I had not really thought about it until being immersed in German. You see, I have a relatively limited working vocabulary for “normal” conversation, and a far greater passive and technical vocabulary. I’ve traveled with people who lived on the economy in Germany or Austria, picked up an enormous working vocabulary, and can speak easily to everyone from the tax police to bar tenders to car rental agents without trouble. But they always sound like Americans speaking German. If I get two sentences out, especially in Bavaria and Austria, people assume that I’m either a native speaker or very close. In other parts of Germany people think that I’m a French-speaker speaking German. Why?
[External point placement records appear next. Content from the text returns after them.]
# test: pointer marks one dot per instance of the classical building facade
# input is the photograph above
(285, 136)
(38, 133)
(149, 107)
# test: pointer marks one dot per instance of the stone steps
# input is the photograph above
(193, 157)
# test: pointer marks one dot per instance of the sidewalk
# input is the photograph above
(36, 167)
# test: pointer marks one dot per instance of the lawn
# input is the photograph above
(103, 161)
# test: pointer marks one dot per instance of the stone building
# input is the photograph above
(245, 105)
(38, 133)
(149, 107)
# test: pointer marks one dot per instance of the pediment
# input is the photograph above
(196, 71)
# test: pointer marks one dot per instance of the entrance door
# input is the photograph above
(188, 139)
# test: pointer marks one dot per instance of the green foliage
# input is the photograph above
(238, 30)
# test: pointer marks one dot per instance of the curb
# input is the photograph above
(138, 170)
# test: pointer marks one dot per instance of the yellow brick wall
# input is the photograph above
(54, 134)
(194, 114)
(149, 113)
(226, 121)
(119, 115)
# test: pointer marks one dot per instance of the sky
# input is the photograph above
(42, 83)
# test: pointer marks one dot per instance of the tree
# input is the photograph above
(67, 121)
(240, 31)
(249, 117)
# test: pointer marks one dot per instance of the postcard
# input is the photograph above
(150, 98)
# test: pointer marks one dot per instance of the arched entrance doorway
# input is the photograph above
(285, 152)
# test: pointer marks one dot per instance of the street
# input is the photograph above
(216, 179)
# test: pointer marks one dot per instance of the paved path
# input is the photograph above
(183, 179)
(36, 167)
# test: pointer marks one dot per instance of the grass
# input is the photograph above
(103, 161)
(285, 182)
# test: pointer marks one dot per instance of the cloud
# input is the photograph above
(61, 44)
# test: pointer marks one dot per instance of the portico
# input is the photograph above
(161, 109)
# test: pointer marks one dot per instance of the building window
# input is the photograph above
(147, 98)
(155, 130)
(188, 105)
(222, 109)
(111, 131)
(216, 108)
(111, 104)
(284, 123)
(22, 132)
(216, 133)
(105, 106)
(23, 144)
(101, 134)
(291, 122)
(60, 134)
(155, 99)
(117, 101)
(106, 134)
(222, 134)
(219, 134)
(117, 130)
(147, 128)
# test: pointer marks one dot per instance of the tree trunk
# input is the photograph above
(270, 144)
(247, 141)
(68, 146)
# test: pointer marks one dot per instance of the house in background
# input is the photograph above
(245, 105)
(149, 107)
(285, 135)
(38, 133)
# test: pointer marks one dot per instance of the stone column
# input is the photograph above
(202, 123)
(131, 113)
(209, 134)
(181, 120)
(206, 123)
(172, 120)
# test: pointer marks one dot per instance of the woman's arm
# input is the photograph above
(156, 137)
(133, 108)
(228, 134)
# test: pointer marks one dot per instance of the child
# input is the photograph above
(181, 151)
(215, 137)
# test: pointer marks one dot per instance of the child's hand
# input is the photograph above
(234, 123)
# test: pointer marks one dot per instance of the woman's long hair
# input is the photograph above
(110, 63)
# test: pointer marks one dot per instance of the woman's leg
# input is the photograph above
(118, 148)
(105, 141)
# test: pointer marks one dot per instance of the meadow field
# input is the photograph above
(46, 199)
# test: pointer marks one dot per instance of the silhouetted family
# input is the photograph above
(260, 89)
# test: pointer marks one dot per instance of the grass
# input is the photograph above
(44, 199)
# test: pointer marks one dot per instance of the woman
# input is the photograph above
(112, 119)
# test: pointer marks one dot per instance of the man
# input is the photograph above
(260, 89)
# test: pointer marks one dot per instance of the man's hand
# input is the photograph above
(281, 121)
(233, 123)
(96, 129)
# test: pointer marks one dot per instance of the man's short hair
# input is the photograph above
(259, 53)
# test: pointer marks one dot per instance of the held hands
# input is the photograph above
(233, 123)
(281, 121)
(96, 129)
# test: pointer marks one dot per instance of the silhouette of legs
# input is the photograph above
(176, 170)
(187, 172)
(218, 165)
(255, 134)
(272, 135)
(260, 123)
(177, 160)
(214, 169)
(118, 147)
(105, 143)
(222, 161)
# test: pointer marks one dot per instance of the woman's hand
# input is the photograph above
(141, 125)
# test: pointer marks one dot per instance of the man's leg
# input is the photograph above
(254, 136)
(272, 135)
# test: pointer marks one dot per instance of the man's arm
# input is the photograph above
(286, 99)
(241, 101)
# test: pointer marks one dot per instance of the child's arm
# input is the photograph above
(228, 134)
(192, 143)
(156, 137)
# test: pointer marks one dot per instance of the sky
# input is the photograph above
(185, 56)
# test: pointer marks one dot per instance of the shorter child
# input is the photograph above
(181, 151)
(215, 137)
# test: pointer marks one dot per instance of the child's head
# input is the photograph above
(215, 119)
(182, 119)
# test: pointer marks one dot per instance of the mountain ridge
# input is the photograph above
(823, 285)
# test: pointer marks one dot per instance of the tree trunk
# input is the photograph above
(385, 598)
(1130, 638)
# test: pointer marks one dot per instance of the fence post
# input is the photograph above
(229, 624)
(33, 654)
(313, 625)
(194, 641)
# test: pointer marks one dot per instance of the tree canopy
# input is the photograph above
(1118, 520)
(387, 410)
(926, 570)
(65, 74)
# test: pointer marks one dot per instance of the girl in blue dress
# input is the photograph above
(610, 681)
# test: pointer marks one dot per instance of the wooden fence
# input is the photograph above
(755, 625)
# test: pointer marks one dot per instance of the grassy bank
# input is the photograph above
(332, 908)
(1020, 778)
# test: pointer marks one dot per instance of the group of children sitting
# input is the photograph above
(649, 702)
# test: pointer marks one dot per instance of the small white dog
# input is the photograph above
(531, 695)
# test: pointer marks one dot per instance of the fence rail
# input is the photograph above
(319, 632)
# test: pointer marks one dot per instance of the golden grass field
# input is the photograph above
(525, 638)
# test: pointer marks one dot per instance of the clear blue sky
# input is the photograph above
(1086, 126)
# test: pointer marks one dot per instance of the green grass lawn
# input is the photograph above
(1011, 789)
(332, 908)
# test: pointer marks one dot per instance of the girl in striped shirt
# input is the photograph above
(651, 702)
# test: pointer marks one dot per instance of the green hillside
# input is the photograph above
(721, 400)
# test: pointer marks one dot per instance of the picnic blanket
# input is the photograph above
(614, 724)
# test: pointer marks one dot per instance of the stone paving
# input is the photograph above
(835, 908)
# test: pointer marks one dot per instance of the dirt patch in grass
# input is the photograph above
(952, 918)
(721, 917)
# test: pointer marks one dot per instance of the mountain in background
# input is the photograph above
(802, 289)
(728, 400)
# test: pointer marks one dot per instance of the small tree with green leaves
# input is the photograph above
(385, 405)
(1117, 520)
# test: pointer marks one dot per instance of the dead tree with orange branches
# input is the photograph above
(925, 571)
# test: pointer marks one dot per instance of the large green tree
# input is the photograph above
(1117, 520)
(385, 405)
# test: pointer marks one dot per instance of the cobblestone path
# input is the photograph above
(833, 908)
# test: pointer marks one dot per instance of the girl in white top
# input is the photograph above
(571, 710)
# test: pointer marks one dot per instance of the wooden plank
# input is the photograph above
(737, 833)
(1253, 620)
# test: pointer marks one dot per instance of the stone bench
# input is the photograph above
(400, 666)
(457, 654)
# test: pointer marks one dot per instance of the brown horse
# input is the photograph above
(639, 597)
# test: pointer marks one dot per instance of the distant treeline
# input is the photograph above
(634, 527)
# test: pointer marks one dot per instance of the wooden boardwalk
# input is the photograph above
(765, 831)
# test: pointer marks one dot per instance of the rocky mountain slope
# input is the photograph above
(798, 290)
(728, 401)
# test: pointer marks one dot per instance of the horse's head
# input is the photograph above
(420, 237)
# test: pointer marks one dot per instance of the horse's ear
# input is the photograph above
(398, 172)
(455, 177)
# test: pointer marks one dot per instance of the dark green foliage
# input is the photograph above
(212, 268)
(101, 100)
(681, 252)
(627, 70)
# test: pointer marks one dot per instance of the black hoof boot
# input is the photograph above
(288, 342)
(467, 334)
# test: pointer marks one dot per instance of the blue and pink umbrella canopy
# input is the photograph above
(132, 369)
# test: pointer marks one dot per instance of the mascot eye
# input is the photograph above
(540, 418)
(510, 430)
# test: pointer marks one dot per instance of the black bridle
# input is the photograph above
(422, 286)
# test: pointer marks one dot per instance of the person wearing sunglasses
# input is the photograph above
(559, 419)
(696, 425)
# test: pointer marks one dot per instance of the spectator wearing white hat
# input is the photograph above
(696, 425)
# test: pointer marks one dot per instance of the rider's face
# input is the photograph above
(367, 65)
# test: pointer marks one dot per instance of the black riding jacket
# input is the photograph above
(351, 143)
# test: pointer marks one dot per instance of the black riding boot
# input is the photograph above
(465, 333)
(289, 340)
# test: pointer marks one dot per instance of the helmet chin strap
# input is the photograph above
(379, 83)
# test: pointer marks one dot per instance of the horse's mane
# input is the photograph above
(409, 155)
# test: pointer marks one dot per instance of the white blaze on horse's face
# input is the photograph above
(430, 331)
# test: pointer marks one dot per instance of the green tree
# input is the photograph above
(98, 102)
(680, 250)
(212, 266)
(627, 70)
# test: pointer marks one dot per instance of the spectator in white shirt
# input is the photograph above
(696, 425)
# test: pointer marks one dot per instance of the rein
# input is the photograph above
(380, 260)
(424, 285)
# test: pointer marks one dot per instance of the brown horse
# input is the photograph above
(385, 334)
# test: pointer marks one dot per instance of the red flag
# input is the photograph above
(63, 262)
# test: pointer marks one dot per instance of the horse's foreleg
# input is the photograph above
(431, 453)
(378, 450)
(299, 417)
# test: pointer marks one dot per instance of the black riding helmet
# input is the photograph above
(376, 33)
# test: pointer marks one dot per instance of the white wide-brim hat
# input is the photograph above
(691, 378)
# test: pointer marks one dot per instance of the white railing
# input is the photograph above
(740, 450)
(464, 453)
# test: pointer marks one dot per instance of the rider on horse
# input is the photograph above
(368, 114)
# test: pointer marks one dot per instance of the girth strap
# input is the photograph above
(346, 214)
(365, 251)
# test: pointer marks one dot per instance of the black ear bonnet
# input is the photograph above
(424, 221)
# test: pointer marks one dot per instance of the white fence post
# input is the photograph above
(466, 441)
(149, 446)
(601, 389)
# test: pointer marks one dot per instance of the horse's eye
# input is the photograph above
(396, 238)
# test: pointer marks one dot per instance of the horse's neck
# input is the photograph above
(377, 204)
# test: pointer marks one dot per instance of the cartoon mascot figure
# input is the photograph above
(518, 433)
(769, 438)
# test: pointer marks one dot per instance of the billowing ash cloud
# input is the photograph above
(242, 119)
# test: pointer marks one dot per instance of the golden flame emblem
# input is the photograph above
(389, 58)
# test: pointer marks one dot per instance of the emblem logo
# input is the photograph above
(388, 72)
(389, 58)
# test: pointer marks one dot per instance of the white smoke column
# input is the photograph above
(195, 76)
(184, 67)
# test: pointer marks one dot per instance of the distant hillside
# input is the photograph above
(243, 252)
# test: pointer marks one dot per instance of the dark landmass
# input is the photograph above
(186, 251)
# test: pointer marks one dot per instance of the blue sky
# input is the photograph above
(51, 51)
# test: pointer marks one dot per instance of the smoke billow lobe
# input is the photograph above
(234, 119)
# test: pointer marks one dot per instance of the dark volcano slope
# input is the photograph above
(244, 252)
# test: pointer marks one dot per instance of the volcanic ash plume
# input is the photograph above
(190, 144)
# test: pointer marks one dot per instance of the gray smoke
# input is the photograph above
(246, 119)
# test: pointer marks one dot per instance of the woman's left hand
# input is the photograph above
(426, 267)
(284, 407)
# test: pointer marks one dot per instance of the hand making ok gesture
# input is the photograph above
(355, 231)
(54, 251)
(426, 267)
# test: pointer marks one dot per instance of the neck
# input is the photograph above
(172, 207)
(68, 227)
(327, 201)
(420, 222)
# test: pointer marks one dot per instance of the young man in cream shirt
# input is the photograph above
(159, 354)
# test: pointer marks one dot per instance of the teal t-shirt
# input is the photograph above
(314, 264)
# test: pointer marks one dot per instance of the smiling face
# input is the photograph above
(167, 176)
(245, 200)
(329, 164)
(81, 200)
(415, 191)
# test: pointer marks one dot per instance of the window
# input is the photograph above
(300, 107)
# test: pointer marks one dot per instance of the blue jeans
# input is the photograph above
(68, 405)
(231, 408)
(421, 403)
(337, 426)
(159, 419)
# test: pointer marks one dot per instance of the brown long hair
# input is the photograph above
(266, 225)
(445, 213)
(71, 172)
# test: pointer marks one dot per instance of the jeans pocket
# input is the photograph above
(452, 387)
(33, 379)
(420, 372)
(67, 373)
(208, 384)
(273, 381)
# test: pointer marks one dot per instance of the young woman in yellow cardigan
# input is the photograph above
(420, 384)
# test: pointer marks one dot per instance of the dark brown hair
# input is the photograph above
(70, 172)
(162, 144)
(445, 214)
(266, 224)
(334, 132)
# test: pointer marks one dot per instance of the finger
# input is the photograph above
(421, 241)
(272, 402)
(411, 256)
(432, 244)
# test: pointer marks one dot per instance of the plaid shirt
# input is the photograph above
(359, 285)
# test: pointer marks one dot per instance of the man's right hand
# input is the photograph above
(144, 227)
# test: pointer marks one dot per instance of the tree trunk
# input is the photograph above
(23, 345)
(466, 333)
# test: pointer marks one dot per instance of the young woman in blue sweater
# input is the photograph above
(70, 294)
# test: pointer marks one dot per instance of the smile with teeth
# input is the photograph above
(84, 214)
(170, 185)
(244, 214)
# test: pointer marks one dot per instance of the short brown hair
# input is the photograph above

The rhythm is what fools them. I suspect it is because of having had musical training since I was 3-4 years old, and being exposed to music since I was -9 months, I pick up patterns and rhythms without realizing it (as long as I’m not trying to dance.) Over the years I’m absorbed the southern German rhythms, so when I talk, the words flow with a tiny break between them, almost what you’d call a “choral lift.” I don’t think about it any more, it just happens. And that flow tricks the ear so that I sound very much like a native speaker, at least until I hang up on vocabulary.
There’s a reporter for NPR who covers China (I don’t recall the gent’s name). He’s fascinating to listen to because his Chinese is so good and he’s so immersed that he’s picked up the Chinese rhythm when he speaks English.
(As an aside, in S. M. Sterling’s book The Peshawar Lancers he comments that the English of the transplanted Empire now speak with the Hindustani “twitter” and think that the South African and English English-speakers sound coarse and strange.)
It’s probably just as well that most teachers of foreign languages do not emphasize the importance of rhythm when they teach. Grammar and vocabulary are enough of a handful for anyone to learn. If you have the “ear” to catch more, it works wonderfully, but otherwise? Grammar and vocabulary will get you very far indeed.